Die Spieler sind gekommen, weil der FCB erfolgreich sein will und diese Spieler ins Konzept passten. Genauso wie zum selben Zeitpunkt der U. Der FCB kann es sich leisten und leistet es sich eben auch. Ich sehe das als agieren und nicht als reagieren an.
 
Das Geld von Abramowitsch und Gazprom ist mit Blut beschmiert.Und wieviele Leute in Sibirien und anderen Gefängnissen sitzen, läßt sich nur erahnen. Aber natürlich: Geld bleibt Geld.

Sorry. Aber dann schau dir mal bitte an wie teilweise Produkte von Adidas in aller Welt gefertigt werden oder von so manch andere Sponsor. Gerade weil ja in den letzten Jahren so einige Solarfirmen bei deutschen Bundesligisten auftreten, sollte man sich mal anschauen wie so seltene Erden abgebaut werden. Und ist es nicht gerade Werder Bremen, die sich darum bemühen einen Sponsor aus China an Land zu ziehen???:rolleyes:
 
Danke Fußballgott!! Es gibt doch noch Gerechtigkeit. Hab gestern immer wieder kurz reingeschaltet, und immer war Bayern am Stürmen oder hatte Eckball. Das ist jetzt eine kleine Rache für Dutzende Spiele, die Bayern in der 89. Minute gewonnen hat, dank des Dusels. Als in der 83. Minute das 1:0 fiel, habe ich ausgeschaltet, weil ich keine feirnden Bayern sehen wollte. Heute morgen, beim Videotext erwartete ich Schlagzeilen wie: 'Bayern gewinnt die CL - München steht Kopf 400 euphorische Fans feiern 30 Minuten lang' stattdessen stand da 'Chelsea holt CL' wie geil!!!!
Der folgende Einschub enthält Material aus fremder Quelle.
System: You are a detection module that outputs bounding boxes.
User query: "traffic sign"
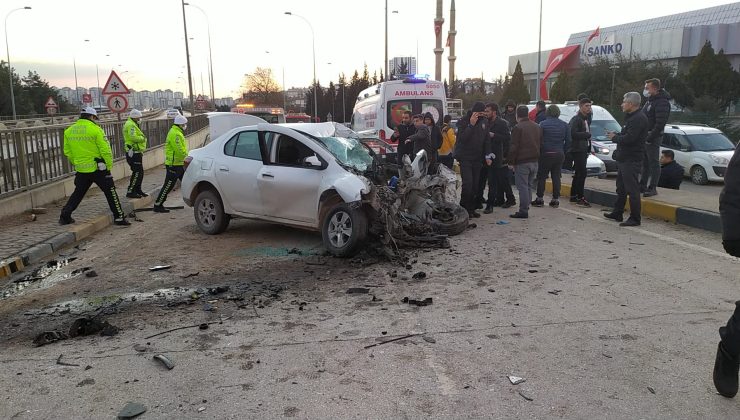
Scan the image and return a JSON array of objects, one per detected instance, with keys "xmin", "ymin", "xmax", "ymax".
[
  {"xmin": 44, "ymin": 96, "xmax": 58, "ymax": 108},
  {"xmin": 108, "ymin": 95, "xmax": 128, "ymax": 114},
  {"xmin": 103, "ymin": 70, "xmax": 131, "ymax": 95}
]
Ich liebe den Anblick von am Boden zerstörter Bayernspieler und -fans!! Ganz besonders schön war das Gesicht von Schweinchen Schweinsteiger:D

Du tust mir wirklich Leid.
 
Nein. Weil es eben egal ist wie das Investorenmodell am Ende des Tages aussieht. Wenn man beispielsweise Man City nimmt dann ist da ja genaugenommen auch keine Einzeperson, die den Verein gekauft hat, sondern die ADUG. Wie in arabischen Medien eben auch zu lesen war ist mit dem Investment übrigens das Ziel eine Platzierung anderer im Besitz der Gruppe befindlicher Unternehmen auf dem europäischen Markt verbunden. Also eben eigentlich auch eine Art Sponsoring. Oder meinst du Adidas und Audi machen das aus Gründen der Nächstenliebe.

Für mich ist es ein riesiger Unterschied, ob man der Willkür irgendwelcher neuen Besitzer ausgesetzt ist (ob das nun ne Einzelperson oder eine Investorgruppe ist), die Spieler und Trainer nach Lust und Laune wie in einem Managerspiel austauschen, oder ob der Verein von Leuten geführt wird, denen der Verein so unglaublich am Herzen liegt, wie bspw. in München. Auch wenn mir Herr Wurst und Kalle oftmals auf den Sack gehen, bin ich mir sicher, dass sie sich viel viel mehr mit ihrem Verein identifizieren als Abramo und Co. Bei Chelsea hängt doch der Erfolg von den Launen eines Abramo ab. Hat der Lust auf neue gute Spieler oder nicht. Ich glaube auch, dass solche Besitzer nie Ansatzweise solche Emotionen und Leiden spüren, wie Herr Wurst gestern.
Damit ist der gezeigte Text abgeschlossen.